Greenspan began a tightening cycle that took the Fed funds rate from 4.75% to 6.5% by mid-2000. He too had ‘woken up’ Knut Wicksell.

(2) As for Mr. Wicksell ‘endorsing’ what the Fed did by keeping rates at zero because inflation was below 2%, Mr. Luskin makes two logical errors in my view. Of course, I do not rule out being wrong myself!

(a) It assumes that zero rate of interest was the natural rate of interest for an inflation rate below 2.0%. What exactly is the rationale for it?

It is one thing to invoke the natural rate of interest argument for marginal changes. It is another thing to say that it provides guidance for the level. It does not. It is still an art and judgemental.

What Mr. Luskin writes about the Taylor’s rule is still relevant for the Wicksellian natural rate of interest, even if somewhat diluted. (b) To anoint the inflation rate as the guiding force for the Federal Funds rate to track the natural rate of interest is nothing new. It is
effectively what most central banks have been following, including the Federal Reserve. But, that has proven to be inadequate. It ignores financial cycles and asset prices about which BIS has been writing eloquently and copiously.

I doubt if Knut Wicksell could have anticipated the extent of the size of financial markets, asset prices and the discourse of the financial markets and their impact on real economy. If he had foreseen them, he would have included them in his determinants of the ‘natural rate of interest’.

Hence, in my view, Mr. Luskin’s proposal is flawed and inadequate and it is only marginally different from what the Fed’s operating model. Therefore, his endorsement of the reappointment of Ms. Yellen that necessarily follows from his flawed recommendation on the natural rate of interest also becomes flawed.

Is it or is it not a bubble?

Two very thoughtful pieces, Mr. Authers – on Feb. 11 and Feb. 25, on the bubbles that did not burst and on market timing. These issues will be debated ad nauseam and ad infinitum without any definite answers. It is clear that there is benefit of hindsight in studies that indicate that market timing works. Or, alternatively, studies that debunk market timing also do so with the benefit of hindsight.

Clearly, if ‘BUY and HOLD’ works better than timing, the question always arises as to when does one BUY. It is not at the beginning of time or when stock markets came into existence.

If it is accepted that people BUY at a high, then clearly, BUY and HOLD does not really help. Does it? If one bought in April 2000, in nominal terms, it took 13 years to breakeven in nominal terms for S&P 500 index and even longer for Nasdaq Composite. Similar is the case for buyers in 1929 (much longer than it took for a buyer in April 2000) and in 1967.

Agreed that it is very difficult for someone to be a good seller at the top and a good buyer at the bottom. Most things in life are asymmetric. Investment discipline might also be subject to the law of asymmetry.
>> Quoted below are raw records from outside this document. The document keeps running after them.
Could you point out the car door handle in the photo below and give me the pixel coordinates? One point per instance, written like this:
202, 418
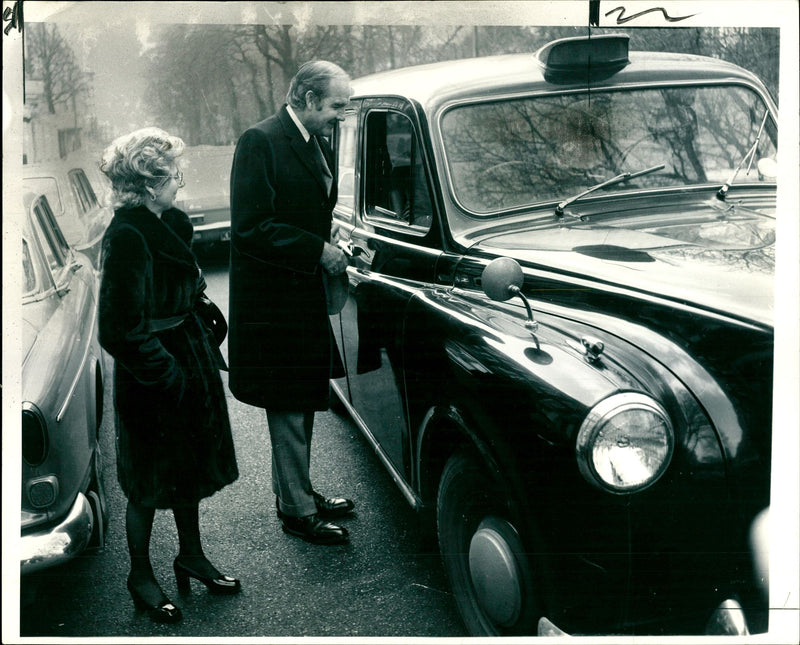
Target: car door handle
350, 250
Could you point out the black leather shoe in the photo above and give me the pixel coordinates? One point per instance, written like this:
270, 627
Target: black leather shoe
312, 528
332, 507
221, 585
163, 612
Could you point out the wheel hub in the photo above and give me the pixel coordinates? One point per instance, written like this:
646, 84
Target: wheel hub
495, 571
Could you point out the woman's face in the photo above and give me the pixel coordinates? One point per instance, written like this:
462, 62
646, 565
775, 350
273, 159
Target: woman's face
165, 193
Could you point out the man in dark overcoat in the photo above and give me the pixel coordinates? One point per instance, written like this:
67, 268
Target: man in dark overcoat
281, 348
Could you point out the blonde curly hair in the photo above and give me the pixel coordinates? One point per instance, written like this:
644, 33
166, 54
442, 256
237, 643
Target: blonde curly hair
142, 159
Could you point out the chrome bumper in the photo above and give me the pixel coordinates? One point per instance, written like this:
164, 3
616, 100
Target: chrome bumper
60, 543
727, 620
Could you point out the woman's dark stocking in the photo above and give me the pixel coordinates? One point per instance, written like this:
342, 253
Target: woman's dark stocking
187, 520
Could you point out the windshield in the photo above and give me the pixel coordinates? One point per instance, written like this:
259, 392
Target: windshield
514, 153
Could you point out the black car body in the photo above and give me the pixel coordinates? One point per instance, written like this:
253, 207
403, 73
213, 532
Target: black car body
559, 333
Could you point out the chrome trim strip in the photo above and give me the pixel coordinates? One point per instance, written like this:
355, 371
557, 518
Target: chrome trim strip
68, 399
62, 542
407, 491
212, 226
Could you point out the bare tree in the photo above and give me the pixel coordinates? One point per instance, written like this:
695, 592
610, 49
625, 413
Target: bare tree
50, 59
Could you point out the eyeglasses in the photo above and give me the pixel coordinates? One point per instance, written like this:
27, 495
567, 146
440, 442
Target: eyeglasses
177, 177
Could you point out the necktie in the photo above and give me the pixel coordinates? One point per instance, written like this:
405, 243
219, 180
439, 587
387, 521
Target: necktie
323, 165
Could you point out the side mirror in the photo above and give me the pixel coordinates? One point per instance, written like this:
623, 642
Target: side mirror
502, 279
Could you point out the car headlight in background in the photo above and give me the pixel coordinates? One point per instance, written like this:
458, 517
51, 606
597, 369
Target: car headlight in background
34, 435
625, 443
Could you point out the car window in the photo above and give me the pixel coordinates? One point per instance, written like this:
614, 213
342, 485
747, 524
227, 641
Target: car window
84, 195
396, 186
522, 151
28, 272
46, 186
55, 247
346, 138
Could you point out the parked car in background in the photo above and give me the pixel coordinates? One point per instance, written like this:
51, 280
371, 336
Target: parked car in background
559, 331
206, 196
77, 192
63, 505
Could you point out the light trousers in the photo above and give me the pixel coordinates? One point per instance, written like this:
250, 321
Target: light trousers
290, 436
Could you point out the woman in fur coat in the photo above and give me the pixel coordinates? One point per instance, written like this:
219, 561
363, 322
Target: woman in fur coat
174, 444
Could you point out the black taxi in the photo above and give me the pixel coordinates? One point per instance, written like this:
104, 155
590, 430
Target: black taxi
559, 329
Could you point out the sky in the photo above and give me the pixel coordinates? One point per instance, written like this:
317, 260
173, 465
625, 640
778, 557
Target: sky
110, 37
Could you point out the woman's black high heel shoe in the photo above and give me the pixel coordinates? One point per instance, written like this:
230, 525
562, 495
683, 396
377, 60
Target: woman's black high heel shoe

However, if discipline allowed investors to spot exuberance and exit, then the same discipline should alert them to spot overwhelming pessimism and enter. Easier said than done, of course.

But, the point remains that since we do not know when to BUY, there ought to be better strategies than BUY and HOLD. Strategies such as constant rebalancing or rule-bound investing (sell at 2 S.D above mean valuation – whatever one’s favourite metric and buy at 2 S.D below that) applied consistently without human intervention should work better than BUY and HOLD.

If market timing does not work in practice, BUY and HOLD does not either.